Segundo o presidente, o bloco responde por boa parte das emissões globais e, por isso, precisa conduzir um acordo internacional capaz de afastar o planeta dos combustíveis fósseis. “O grupo responde por 77% das emissões globais. É do G20 que um novo modelo de economia deve emergir. O grupo é um ator-chave na elaboração de um mapa do caminho para afastar o mundo dos combustíveis fósseis”, afirmou.

Lula mencionou ainda as conversas finais da COP30, realizada no Brasil, lembrando que organizações da sociedade civil criticaram a falta de metas mais robustas para cumprir o limite de aumento de temperatura previsto no Acordo de Paris. Entre os pontos mais sensíveis está a ausência de um cronograma global para a eliminação progressiva de petróleo e carvão, tema defendido pelo governo brasileiro, mas que não avançou.

Durante o discurso, Lula reforçou que o debate seguirá adiante. “A COP30 mostrou que o mundo precisa enfrentar esse debate. A semente dessa proposta foi plantada e irá frutificar mais cedo ou mais tarde. A mudança do clima não é uma simples questão de política ambiental. É, sobretudo, um desafio de planejamento econômico”, disse.

Ele citou também o documento Princípios Voluntários para Investir em Redução de Risco de Desastres, aprovado sob a liderança sul-africana, destacando que a prevenção exige financiamento robusto e contínuo. Em sua fala, reforçou que a infraestrutura global terá de se adaptar a eventos climáticos cada vez mais extremos. “Sistemas de alerta precoce não bastam. O clima vai colocar à prova nossas pontes, rodovias, edifícios e linhas de transmissão, vai exigir formas mais eficientes de gerir a água, cultivar alimentos e produzir energia, vai obrigar milhares de pessoas e de negócios a buscarem áreas mais seguras para viver e empreender”, afirmou.

Ao tratar de políticas sociais, o presidente destacou a desigualdade como o principal fator de vulnerabilidade climática. “Vai contra nosso sentido mais elementar de justiça permitir que as maiores vítimas da crise climática sejam aquelas que menos contribuíram para causá-la”, disse.

Ele lembrou a Declaração de Belém sobre Fome, Pobreza e Ação Climática Centrada nas Pessoas, lançada na COP30, reforçando compromissos com proteção social, apoio a pequenos produtores e meios de vida sustentáveis para populações que vivem em áreas de floresta. Lula também defendeu que o G20 avance em políticas públicas que garantam segurança alimentar, como compras governamentais e seguros rurais.
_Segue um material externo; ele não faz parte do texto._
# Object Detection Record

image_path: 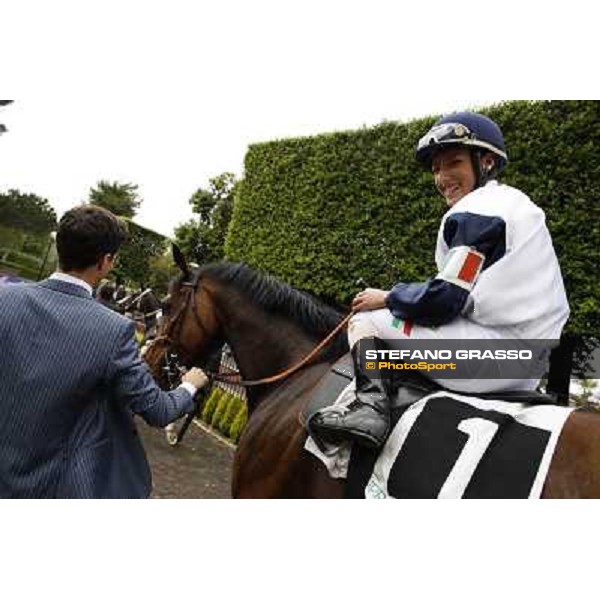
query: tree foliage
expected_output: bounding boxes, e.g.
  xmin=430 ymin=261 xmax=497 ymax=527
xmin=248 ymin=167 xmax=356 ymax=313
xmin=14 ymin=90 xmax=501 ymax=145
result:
xmin=0 ymin=190 xmax=56 ymax=235
xmin=175 ymin=173 xmax=238 ymax=264
xmin=113 ymin=219 xmax=167 ymax=287
xmin=89 ymin=180 xmax=142 ymax=219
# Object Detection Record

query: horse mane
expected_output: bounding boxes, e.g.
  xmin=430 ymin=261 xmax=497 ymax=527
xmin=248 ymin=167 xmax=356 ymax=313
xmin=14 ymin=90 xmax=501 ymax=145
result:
xmin=199 ymin=262 xmax=348 ymax=356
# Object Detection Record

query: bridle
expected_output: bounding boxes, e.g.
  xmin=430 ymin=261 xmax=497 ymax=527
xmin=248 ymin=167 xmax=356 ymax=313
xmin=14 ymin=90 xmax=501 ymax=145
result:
xmin=148 ymin=271 xmax=354 ymax=387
Mais cedo, o presidente participou da sessão sobre crescimento sustentável e inclusão social, defendendo medidas internacionais para taxar super-ricos e mecanismos de troca de dívidas por investimentos climáticos. Em seu discurso, alertou para o agravamento da desigualdade global e cobrou mudanças estruturais. “Está na hora de declarar a desigualdade uma emergência global e redesenhar regras e instituições que sustentam assimetrias”, disse. Ele também apoiou a criação de um Painel Independente sobre Desigualdade, proposta que tem como referência o IPCC e é defendida pelo economista Joseph Stiglitz.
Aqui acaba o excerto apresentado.